An illustration of a hooded figure wearing a robotic mask with glowing red eyes, sitting at a desk and typing on a laptop. The background features various diagrams and charts, suggesting a high-tech environment. The laptop has a simple face doodle on its cover, and the overall scene conveys a sense of cyber activity or hacking.

Researchers have developed a sophisticated computer virus that harnesses the capabilities of ChatGPT to evade detection and spread itself through AI-generated emails. This malicious program was created by David Zollikofer, a computer science grad student at ETH Zurich, and Ben Zimmerman, an AI malware researcher at Ohio State University.


The virus works by rewriting its own code with the help of ChatGPT, ensuring it retains its original function while changing variable names and logic to stay undetectable.
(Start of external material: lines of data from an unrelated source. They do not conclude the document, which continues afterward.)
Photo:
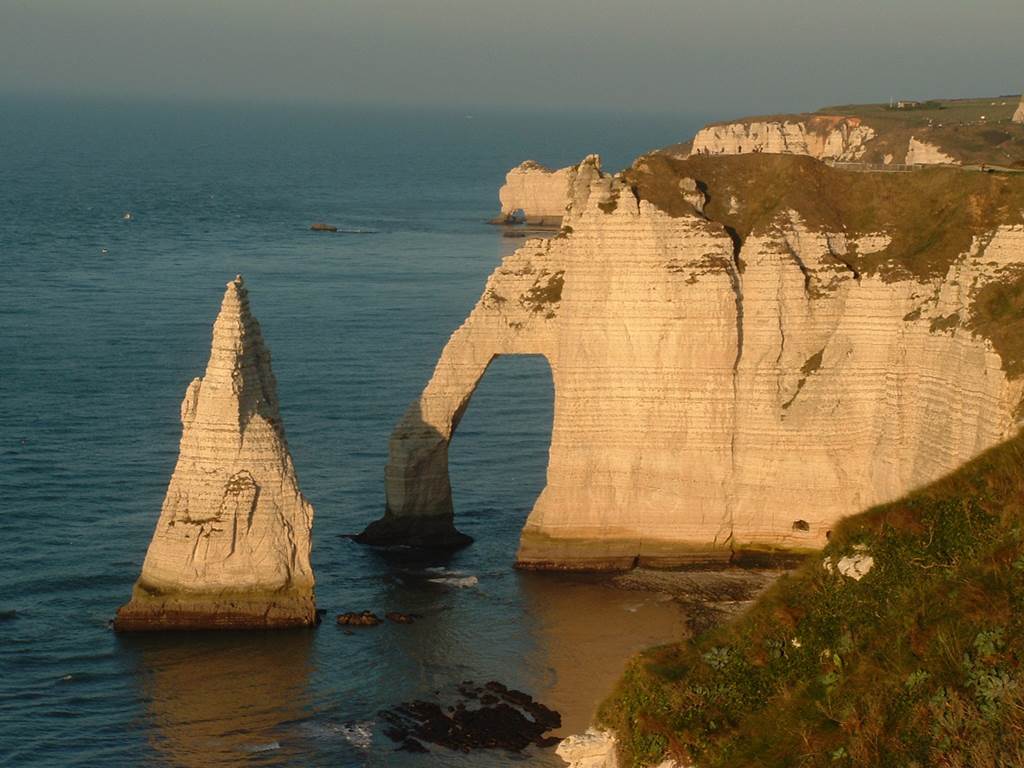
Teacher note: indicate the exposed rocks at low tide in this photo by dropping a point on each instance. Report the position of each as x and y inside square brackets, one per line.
[360, 619]
[487, 717]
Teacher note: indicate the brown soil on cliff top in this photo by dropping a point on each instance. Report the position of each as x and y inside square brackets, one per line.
[933, 216]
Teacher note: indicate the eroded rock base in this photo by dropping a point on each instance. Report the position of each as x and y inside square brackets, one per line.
[145, 612]
[541, 552]
[419, 532]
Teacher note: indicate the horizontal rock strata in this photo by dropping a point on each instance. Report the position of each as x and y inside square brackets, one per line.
[922, 153]
[231, 546]
[734, 382]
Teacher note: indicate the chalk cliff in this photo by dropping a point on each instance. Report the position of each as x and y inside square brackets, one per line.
[821, 136]
[736, 380]
[539, 193]
[231, 546]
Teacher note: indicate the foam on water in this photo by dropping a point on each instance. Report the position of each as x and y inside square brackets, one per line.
[97, 349]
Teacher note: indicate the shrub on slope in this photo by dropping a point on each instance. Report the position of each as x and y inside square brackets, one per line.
[916, 664]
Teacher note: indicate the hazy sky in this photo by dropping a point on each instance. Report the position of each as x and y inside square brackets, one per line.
[709, 57]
Named “synthetic cancer” by its creators, this virus is cleverly camouflaged and invisible to traditional antivirus scans.


Once it infects a system, the virus accesses Outlook to generate and send realistic, contextually appropriate email replies. These emails include the virus as an attachment disguised as something harmless, like a file named "80s_Nostalgia_Playlist.exe."
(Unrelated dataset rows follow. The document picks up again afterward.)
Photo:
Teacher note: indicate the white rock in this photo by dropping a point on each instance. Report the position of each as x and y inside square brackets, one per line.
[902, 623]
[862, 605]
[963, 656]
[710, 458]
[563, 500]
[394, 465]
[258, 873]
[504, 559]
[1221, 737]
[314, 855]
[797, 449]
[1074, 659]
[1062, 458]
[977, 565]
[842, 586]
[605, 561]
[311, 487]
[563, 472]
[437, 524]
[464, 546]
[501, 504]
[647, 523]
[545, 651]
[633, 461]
Such advancements illustrate the alarming potential of AI in cyber-attacks. The virus’s ability to convincingly mimic human language makes it particularly dangerous, as it can deceive recipients into opening infected attachments.


The researchers highlighted the risks posed by large language models (LLMs) like ChatGPT, calling for more research to develop defenses against intelligent malware. Interestingly, ChatGPT sometimes recognizes the unethical request and refuses to generate the malicious code, indicating some level of built-in safeguards.


While other groups have also used AI to create malware, experts say this example represents just the beginning of the potential misuse of LLMs. University of Surrey cybersecurity researcher Alan Woodward warns that we should be concerned about how these technologies can be exploited.


However, Zollikofer remains optimistic, suggesting that these AI technologies can also bolster cybersecurity defenses if correctly applied, balancing the scales between attack and defense.